To do this Euclidean distance operation we can "abuse" the new __matmul__ magic method. This method is invoked by the @ operator. Here's a short demo based on your code. Notice that I'm using x and y as the attributes, there's no good reason to mark them as private.

class Point:
    def __init__(self, x, y):
        self.x = x
        self.y = y

    def __repr__(self):
        return "Point({}, {})".format(self.x, self.y)

    def __add__ (self, other ):
        return Point(self.x + other.x, self.y + other.y)

    def __sub__ (self, other ):
        return Point(self.x - other.x, self.y - other.y)

    def __pow__(self, p):
        return Point(self.x ** p, self.y **p)

    def __abs__(self):
        d = self ** 2
        return (d.x + d.y) ** 0.5

    def __matmul__(self, other):
        ''' Euclidean distance between self & other '''
        return abs(self - other)

# Test

a = Point(5, 6)
b = Point(2, 2)
print(a + b)
print(a - b)
print(a @ b)

output

Point(7, 8)
Point(3, 4)
5.0

Answer 2

It does not make sense for the difference of two points to be a point. It seems the object you are trying to implement is in fact a vector.

Then the distance corresponds to the norm of a vector, implemented with __abs__ .

class Vector:
    def __init__(self, *args):
        self._coords = args

    def __add__(self, other):
        return Vector(*[x + y for x, y in zip(self._coords, other._coords)])

    def __sub__(self, other):
        return Vector(*[x - y for x, y in zip(self._coords, other._coords)])

    def __abs__(self):
        """Euclidian norm of the vector"""
        return sum(x**2 for x in self._coords) ** (1 / 2)

Example

v1 = Vector(1, 3)
v2 = Vector(4, -1)

print(abs(v2 - v1)) # 5.0

# Also works in higher dimensions
v3 = Vector(1, -1, 0)
v4 = Vector(4, 6, -2)

print(abs(v3 - v4)) # 7.87

Answer 3

Note that your definition of __pow__ is a bit nonstandard for vectors.

But as it is, the distance of two points p1 and p2 could be written as sum((p1 - p2)**2)**.5 . So we need your __pow__ method, your __sub__ method, and the only other addition is an __iter__ method which allows sum to work:

class Point:
    """A point in two-dimensional space."""

    def __init__(self, x, y):
        self._x = x
        self._y = y

    def __eq__(self, other):
        return self._x == other._x and self._y == other._y

    def __sub__(self, other):
        return Point(self._x - other._x, self._y - other._y)

    def __pow__(self, power):
        return Point(self._x**power, self._y**power)

    def __iter__(self):
        yield self._x
        yield self._y

    def distance(self, other):
        return sum((self - other)**2)**.5

p1 = Point(2, 3)
p2 = Point(5, -1)

print(p1.distance(p2))
Out: 5.0

That's the shortest way based on your existing code anyway.
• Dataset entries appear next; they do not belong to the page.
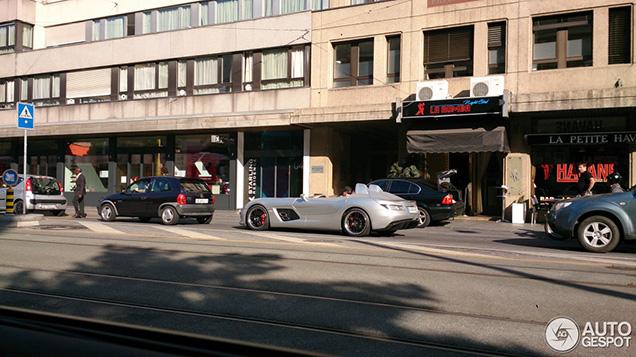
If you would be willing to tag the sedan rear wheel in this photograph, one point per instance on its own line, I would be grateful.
(169, 215)
(204, 219)
(107, 212)
(424, 218)
(598, 234)
(356, 223)
(257, 218)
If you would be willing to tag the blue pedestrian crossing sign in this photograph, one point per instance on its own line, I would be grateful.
(25, 116)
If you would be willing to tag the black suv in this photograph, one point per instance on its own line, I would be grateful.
(435, 205)
(168, 198)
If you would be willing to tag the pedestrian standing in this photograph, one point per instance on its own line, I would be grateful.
(80, 192)
(586, 181)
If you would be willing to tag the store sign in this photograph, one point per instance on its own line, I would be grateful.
(570, 172)
(452, 107)
(582, 139)
(432, 3)
(251, 179)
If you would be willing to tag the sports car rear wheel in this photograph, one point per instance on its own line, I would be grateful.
(598, 234)
(356, 223)
(257, 218)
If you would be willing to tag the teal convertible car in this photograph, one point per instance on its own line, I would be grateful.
(599, 222)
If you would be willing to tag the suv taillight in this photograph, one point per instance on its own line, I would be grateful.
(447, 200)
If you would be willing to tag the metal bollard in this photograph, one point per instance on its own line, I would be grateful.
(9, 197)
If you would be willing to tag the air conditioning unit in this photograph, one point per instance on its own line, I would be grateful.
(431, 90)
(491, 86)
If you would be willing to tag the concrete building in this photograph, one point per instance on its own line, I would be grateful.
(278, 98)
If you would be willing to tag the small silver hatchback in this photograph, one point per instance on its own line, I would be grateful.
(43, 194)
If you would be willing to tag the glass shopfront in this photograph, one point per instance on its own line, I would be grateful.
(208, 157)
(91, 155)
(273, 164)
(559, 145)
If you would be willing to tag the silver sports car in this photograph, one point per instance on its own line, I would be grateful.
(367, 209)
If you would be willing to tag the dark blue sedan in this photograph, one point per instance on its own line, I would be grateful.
(599, 222)
(168, 198)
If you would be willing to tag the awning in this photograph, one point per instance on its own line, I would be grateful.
(457, 140)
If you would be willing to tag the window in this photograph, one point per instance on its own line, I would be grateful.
(289, 6)
(151, 80)
(88, 86)
(226, 11)
(283, 68)
(7, 93)
(213, 75)
(562, 41)
(448, 53)
(46, 90)
(7, 38)
(393, 61)
(174, 18)
(497, 48)
(620, 35)
(353, 63)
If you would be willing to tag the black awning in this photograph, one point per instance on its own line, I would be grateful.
(457, 140)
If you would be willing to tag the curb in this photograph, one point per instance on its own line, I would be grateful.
(20, 220)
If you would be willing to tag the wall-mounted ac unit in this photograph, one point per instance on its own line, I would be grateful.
(491, 86)
(431, 90)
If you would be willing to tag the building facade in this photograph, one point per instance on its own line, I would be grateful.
(276, 98)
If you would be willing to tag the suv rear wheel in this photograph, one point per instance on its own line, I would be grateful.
(598, 234)
(169, 215)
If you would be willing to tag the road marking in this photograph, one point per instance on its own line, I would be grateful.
(99, 227)
(187, 233)
(276, 236)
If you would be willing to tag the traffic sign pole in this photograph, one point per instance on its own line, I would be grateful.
(26, 120)
(24, 178)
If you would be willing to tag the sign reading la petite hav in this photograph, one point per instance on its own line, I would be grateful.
(582, 139)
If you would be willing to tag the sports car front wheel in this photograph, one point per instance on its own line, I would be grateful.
(257, 218)
(356, 223)
(598, 234)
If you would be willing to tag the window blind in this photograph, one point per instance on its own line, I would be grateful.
(619, 35)
(91, 83)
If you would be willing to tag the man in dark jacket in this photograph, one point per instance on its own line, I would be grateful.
(80, 192)
(586, 181)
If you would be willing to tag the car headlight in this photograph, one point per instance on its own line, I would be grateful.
(561, 205)
(394, 207)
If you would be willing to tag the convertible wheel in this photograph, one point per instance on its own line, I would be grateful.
(107, 212)
(551, 234)
(169, 215)
(424, 218)
(204, 219)
(598, 234)
(257, 218)
(356, 223)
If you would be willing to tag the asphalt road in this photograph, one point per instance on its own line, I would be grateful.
(466, 287)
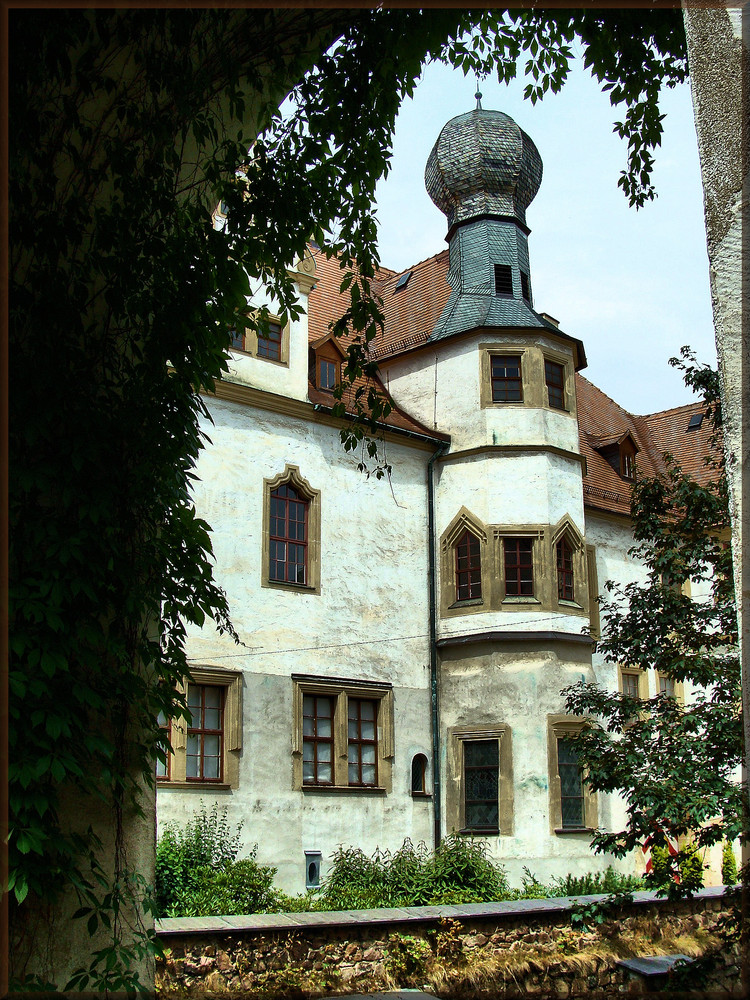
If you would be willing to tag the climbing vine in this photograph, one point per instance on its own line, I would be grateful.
(127, 128)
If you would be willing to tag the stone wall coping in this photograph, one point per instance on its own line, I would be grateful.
(388, 917)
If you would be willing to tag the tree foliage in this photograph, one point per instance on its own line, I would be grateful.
(127, 127)
(677, 766)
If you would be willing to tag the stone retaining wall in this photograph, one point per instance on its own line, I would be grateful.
(526, 948)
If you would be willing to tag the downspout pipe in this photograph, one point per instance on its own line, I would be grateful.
(434, 687)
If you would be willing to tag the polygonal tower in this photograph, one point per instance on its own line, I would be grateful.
(513, 599)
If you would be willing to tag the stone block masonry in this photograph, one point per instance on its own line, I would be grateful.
(526, 948)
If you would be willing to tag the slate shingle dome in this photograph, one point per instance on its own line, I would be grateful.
(483, 164)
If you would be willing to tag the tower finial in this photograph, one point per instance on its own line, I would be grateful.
(478, 96)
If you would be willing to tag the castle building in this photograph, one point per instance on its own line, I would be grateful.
(406, 641)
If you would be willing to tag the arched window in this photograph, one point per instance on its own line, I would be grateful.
(565, 590)
(419, 774)
(289, 510)
(468, 567)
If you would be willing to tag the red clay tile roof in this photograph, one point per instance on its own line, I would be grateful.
(326, 305)
(602, 421)
(412, 312)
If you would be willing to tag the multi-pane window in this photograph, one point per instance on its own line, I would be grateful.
(627, 464)
(205, 735)
(481, 766)
(288, 536)
(162, 766)
(326, 374)
(554, 376)
(571, 785)
(503, 279)
(519, 567)
(269, 342)
(468, 567)
(630, 684)
(667, 686)
(317, 740)
(363, 742)
(564, 571)
(505, 374)
(419, 774)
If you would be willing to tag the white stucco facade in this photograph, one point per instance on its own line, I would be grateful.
(403, 676)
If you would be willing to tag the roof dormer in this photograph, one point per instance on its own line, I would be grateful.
(326, 356)
(619, 450)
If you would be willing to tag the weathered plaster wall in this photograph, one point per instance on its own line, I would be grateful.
(517, 685)
(369, 622)
(448, 395)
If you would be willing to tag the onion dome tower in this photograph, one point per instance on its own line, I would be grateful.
(483, 173)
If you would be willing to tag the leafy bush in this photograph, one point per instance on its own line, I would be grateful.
(691, 868)
(728, 864)
(236, 887)
(593, 883)
(460, 870)
(181, 852)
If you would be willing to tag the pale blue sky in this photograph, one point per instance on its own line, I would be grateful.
(633, 285)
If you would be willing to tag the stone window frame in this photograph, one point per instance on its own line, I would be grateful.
(340, 690)
(533, 379)
(562, 727)
(231, 681)
(291, 476)
(625, 670)
(679, 688)
(566, 529)
(251, 342)
(421, 761)
(464, 521)
(539, 561)
(455, 792)
(492, 555)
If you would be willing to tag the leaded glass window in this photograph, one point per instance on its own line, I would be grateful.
(317, 740)
(468, 567)
(571, 785)
(288, 543)
(481, 764)
(205, 735)
(519, 567)
(363, 742)
(505, 375)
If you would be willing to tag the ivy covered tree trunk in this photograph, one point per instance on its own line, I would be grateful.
(720, 80)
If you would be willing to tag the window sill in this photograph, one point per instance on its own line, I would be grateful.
(304, 588)
(367, 789)
(356, 789)
(217, 786)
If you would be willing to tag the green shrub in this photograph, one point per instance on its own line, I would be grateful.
(236, 887)
(728, 864)
(691, 868)
(594, 883)
(205, 840)
(460, 870)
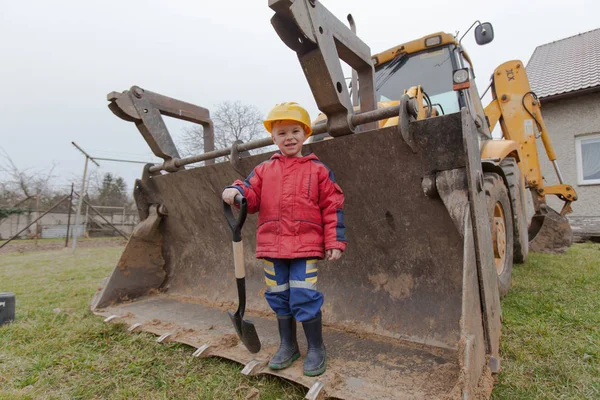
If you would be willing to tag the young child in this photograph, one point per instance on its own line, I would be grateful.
(301, 220)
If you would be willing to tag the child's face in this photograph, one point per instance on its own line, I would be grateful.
(289, 137)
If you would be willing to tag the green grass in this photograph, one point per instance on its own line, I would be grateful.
(57, 349)
(551, 328)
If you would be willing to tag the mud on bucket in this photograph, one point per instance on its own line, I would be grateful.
(7, 307)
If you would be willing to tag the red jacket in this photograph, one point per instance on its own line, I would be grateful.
(300, 207)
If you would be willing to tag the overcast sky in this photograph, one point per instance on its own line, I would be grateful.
(59, 59)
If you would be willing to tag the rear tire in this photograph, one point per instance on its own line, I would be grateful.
(518, 199)
(501, 223)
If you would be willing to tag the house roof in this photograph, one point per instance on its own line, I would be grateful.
(566, 65)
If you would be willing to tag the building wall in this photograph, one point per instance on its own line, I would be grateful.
(565, 120)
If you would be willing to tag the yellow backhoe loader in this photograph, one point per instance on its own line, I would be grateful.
(412, 310)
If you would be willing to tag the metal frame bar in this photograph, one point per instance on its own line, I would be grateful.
(146, 108)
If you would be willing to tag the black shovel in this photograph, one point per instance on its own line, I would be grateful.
(244, 328)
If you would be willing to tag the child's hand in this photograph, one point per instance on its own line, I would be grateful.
(333, 254)
(229, 194)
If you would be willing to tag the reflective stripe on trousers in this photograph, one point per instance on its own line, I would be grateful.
(292, 287)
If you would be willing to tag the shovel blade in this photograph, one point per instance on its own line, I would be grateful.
(246, 331)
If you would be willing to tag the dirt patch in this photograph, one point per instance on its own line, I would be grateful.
(397, 287)
(229, 340)
(26, 246)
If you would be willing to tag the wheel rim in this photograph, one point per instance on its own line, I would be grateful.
(499, 238)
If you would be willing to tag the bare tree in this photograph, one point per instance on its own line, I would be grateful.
(25, 187)
(17, 184)
(233, 121)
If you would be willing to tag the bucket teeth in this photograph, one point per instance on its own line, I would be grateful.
(253, 367)
(134, 327)
(163, 338)
(111, 318)
(202, 351)
(316, 391)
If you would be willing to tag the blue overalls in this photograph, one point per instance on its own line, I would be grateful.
(292, 287)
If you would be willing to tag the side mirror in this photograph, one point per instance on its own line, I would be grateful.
(484, 33)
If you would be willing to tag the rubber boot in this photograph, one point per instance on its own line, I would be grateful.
(288, 350)
(315, 362)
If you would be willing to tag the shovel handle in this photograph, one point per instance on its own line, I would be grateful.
(236, 225)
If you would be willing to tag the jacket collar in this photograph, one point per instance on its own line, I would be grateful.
(305, 158)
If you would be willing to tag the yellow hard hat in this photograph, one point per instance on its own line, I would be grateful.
(288, 111)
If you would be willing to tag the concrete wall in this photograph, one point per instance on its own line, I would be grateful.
(565, 120)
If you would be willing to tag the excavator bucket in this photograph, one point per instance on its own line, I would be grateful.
(412, 308)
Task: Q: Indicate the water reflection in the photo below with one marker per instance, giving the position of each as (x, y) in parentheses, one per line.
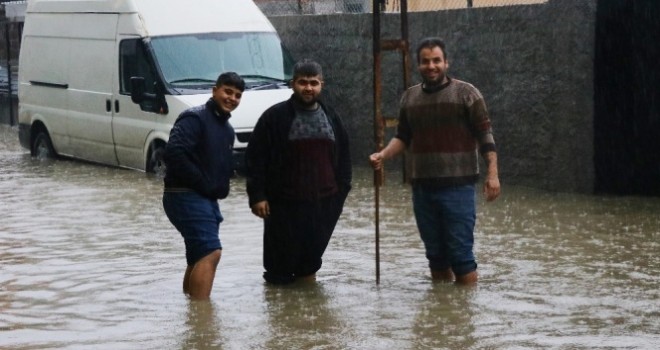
(444, 318)
(300, 317)
(203, 329)
(88, 260)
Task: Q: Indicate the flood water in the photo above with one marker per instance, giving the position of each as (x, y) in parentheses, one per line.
(88, 260)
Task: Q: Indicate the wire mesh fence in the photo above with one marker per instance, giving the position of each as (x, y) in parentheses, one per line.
(289, 7)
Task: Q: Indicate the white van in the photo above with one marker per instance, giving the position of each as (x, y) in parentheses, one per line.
(104, 80)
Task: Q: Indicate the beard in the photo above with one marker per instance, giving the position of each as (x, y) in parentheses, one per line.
(305, 103)
(436, 81)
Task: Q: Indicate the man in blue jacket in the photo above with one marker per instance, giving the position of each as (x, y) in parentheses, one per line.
(298, 176)
(198, 159)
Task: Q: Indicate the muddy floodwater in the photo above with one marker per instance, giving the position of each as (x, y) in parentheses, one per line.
(88, 260)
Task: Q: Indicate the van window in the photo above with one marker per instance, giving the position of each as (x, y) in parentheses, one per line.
(133, 62)
(194, 61)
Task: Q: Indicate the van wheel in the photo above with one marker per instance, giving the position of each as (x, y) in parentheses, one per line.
(42, 146)
(156, 163)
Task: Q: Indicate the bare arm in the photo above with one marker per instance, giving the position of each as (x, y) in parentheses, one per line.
(492, 181)
(394, 148)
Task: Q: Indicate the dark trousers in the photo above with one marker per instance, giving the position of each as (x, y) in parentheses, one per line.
(296, 235)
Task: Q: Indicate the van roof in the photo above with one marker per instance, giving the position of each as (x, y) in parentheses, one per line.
(168, 17)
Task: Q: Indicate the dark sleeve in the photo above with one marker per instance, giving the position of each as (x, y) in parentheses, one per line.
(256, 160)
(181, 158)
(403, 131)
(344, 165)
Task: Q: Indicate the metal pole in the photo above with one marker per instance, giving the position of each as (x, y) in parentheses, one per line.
(378, 127)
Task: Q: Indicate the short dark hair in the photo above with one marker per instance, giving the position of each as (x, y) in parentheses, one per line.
(231, 79)
(430, 43)
(307, 68)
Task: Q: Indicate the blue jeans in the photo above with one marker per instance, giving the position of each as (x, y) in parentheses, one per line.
(198, 220)
(445, 219)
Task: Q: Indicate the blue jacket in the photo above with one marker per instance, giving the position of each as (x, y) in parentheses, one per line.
(198, 155)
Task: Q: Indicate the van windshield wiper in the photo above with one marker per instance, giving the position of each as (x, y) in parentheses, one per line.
(192, 80)
(261, 77)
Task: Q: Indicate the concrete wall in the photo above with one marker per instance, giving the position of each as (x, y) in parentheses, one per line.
(533, 64)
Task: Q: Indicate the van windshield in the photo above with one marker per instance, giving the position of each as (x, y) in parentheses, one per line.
(194, 61)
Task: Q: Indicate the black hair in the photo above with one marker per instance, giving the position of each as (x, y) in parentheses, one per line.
(231, 79)
(430, 43)
(307, 68)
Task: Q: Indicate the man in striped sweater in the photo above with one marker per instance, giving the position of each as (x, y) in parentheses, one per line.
(444, 124)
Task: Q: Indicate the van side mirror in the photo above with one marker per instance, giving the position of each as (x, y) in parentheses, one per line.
(137, 89)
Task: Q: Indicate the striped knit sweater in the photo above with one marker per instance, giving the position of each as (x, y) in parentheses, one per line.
(444, 131)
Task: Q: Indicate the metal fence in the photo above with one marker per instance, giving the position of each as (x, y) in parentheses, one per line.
(289, 7)
(11, 27)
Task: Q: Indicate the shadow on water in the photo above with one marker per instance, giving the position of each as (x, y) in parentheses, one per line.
(89, 260)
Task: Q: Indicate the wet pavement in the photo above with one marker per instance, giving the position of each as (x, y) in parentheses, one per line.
(88, 260)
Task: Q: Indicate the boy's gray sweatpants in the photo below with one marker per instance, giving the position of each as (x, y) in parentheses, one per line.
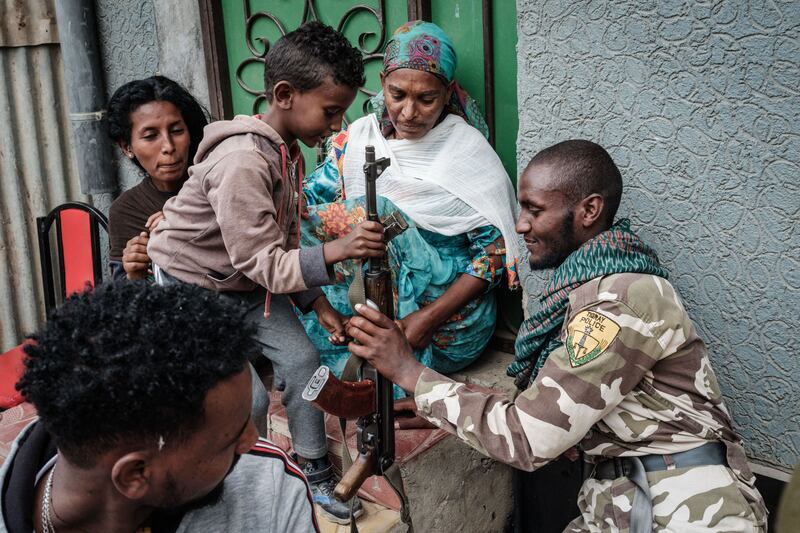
(294, 360)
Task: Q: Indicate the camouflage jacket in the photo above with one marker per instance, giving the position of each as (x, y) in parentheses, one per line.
(632, 378)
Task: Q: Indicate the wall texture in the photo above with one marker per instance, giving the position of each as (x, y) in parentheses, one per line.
(698, 104)
(139, 39)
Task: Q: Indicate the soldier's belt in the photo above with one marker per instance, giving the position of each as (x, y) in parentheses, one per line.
(712, 453)
(636, 468)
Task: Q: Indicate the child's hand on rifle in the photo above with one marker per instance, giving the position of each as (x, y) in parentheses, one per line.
(366, 240)
(135, 260)
(332, 320)
(384, 345)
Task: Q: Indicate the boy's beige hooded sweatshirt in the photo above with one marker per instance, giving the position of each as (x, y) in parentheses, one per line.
(234, 224)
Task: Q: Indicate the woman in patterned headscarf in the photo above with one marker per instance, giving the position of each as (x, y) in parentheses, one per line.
(449, 184)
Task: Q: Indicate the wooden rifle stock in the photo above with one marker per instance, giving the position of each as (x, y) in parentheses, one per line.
(371, 399)
(343, 399)
(362, 468)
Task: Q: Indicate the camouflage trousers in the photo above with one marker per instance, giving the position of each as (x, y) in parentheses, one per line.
(697, 499)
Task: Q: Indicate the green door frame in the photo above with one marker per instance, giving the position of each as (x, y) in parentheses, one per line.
(217, 58)
(500, 99)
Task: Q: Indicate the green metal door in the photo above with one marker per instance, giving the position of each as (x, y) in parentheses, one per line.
(249, 25)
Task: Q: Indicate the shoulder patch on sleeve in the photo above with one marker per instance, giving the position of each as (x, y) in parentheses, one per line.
(588, 335)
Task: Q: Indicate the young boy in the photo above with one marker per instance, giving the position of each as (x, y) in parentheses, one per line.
(234, 226)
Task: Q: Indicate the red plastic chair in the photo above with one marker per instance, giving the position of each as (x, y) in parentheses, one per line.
(78, 250)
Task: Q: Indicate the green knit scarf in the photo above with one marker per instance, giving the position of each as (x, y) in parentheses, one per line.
(613, 251)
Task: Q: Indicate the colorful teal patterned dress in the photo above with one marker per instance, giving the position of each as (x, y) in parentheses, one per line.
(424, 265)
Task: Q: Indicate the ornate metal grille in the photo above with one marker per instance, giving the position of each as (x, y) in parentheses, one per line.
(259, 46)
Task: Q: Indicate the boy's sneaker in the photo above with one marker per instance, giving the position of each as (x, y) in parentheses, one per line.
(322, 480)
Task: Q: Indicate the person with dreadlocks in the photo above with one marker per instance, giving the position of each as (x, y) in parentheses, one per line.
(611, 363)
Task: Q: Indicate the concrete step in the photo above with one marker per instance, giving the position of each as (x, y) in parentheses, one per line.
(450, 486)
(376, 519)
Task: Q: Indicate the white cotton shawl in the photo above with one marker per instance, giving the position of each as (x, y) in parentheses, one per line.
(450, 181)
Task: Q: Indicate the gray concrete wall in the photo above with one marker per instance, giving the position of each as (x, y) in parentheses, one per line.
(141, 38)
(698, 104)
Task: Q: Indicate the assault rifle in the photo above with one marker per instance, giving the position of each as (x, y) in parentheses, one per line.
(363, 392)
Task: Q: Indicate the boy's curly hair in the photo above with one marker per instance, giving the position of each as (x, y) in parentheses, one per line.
(305, 56)
(132, 362)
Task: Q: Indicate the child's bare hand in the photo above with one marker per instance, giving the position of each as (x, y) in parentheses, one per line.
(366, 240)
(332, 320)
(153, 221)
(135, 260)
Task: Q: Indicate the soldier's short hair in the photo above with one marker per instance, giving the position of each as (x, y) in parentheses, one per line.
(583, 168)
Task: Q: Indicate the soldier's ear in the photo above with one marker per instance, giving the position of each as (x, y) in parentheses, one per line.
(590, 210)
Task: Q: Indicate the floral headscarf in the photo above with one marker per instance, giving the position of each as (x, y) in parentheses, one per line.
(425, 46)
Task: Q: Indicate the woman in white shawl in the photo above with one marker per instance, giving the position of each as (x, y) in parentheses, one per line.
(451, 187)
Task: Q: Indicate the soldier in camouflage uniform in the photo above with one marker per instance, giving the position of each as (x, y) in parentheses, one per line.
(631, 383)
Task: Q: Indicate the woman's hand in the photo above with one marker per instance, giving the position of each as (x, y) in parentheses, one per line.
(383, 344)
(332, 320)
(153, 220)
(419, 328)
(366, 240)
(135, 260)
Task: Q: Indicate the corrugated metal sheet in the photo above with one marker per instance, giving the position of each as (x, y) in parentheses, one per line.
(27, 22)
(37, 172)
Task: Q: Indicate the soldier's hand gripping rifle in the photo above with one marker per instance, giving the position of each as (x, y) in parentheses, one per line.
(371, 397)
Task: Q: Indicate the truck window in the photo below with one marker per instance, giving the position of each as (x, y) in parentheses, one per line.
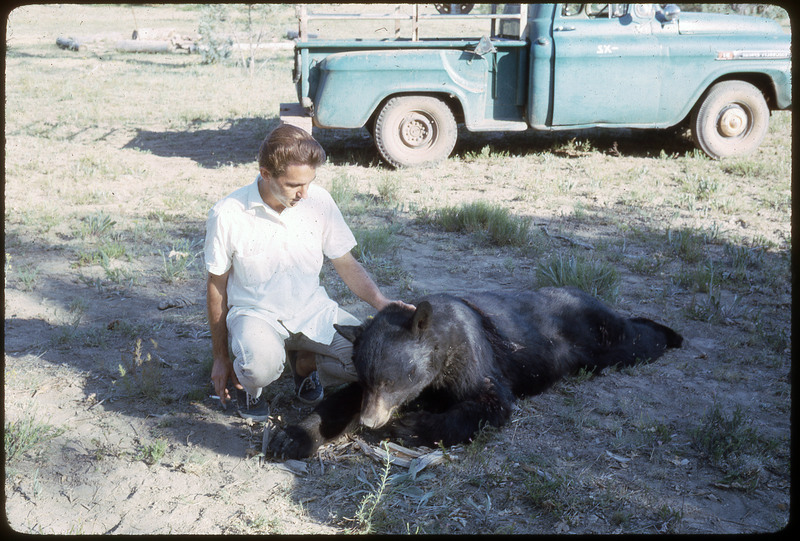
(606, 10)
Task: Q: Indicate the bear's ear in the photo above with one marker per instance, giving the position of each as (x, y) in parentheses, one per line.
(422, 318)
(351, 332)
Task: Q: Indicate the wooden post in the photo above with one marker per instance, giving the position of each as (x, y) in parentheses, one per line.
(415, 24)
(303, 22)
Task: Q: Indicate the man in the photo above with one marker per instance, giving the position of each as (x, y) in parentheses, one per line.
(264, 250)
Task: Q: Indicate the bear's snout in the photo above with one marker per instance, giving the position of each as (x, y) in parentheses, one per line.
(375, 412)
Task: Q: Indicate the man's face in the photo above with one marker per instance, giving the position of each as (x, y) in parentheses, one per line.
(288, 189)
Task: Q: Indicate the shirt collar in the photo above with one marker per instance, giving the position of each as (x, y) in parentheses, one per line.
(254, 199)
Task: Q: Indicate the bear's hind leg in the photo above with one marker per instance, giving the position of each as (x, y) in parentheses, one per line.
(456, 424)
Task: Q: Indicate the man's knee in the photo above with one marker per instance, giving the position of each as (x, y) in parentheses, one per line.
(258, 352)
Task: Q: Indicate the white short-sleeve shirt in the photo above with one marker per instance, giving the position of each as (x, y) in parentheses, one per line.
(275, 259)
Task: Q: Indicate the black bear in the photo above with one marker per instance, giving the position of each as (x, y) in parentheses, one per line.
(456, 364)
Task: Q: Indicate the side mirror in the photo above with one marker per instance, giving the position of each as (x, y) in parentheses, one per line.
(671, 12)
(484, 47)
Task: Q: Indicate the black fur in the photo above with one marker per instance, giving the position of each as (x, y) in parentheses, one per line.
(456, 364)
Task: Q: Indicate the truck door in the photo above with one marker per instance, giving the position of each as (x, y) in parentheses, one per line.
(607, 65)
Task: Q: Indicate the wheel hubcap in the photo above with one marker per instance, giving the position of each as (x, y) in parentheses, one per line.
(416, 130)
(732, 121)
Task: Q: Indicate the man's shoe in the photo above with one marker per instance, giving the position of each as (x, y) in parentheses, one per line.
(248, 407)
(308, 389)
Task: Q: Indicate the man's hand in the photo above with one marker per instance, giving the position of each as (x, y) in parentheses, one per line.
(360, 282)
(221, 371)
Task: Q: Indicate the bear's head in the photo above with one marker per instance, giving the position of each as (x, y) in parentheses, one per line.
(393, 359)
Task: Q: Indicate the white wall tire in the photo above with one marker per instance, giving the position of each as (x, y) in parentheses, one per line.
(415, 130)
(732, 120)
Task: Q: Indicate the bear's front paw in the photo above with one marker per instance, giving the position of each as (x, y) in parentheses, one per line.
(290, 442)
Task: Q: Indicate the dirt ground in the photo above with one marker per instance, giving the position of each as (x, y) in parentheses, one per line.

You could experiment further by adding a scalar multiplication method and an addition method and then defining sub as p1 + (-1)*p2 . You can also make things a bit easier on yourself by implementing a __repr__ method.

Answer 4

Your second class works for me. I do not see any issues with it:

In [9]: class Point_1(object):
   ...:     
   ...:     def __init__(self, x, y):
   ...:         self._x = x
   ...:         self._y = y
   ...:   
   ...:     
   ...:     def setX(self, x,y):
   ...:         self._x = x
   ...:         self._y = y
   ...:  
   ...:     def getX(self):
   ...:         return self._x,self._y
   ...:     
   ...:     
   ...:     def __sub__ (self, other ):
   ...:         return Point_1(self._x - other._x, self._y - other._y)
   ...:     
   ...:     def __pow__(self,p):
   ...:         return Point_1(self._x ** p, self._y **p)

And then:

In [14]: p1 = Point_1(10,4)
    ...: print(p1.getX())
    ...: 
    ...: p2 = Point_1(3,1)
    ...: print(p2.getX())
    ...: 
    ...: p3 = p1 - p2
    ...: 
    ...: 
(10, 4)
(3, 1)

In [15]: p3.getX()
Out[15]: (7, 3)

Call it vector or point or whatever, it seems to be doing what you want it to do.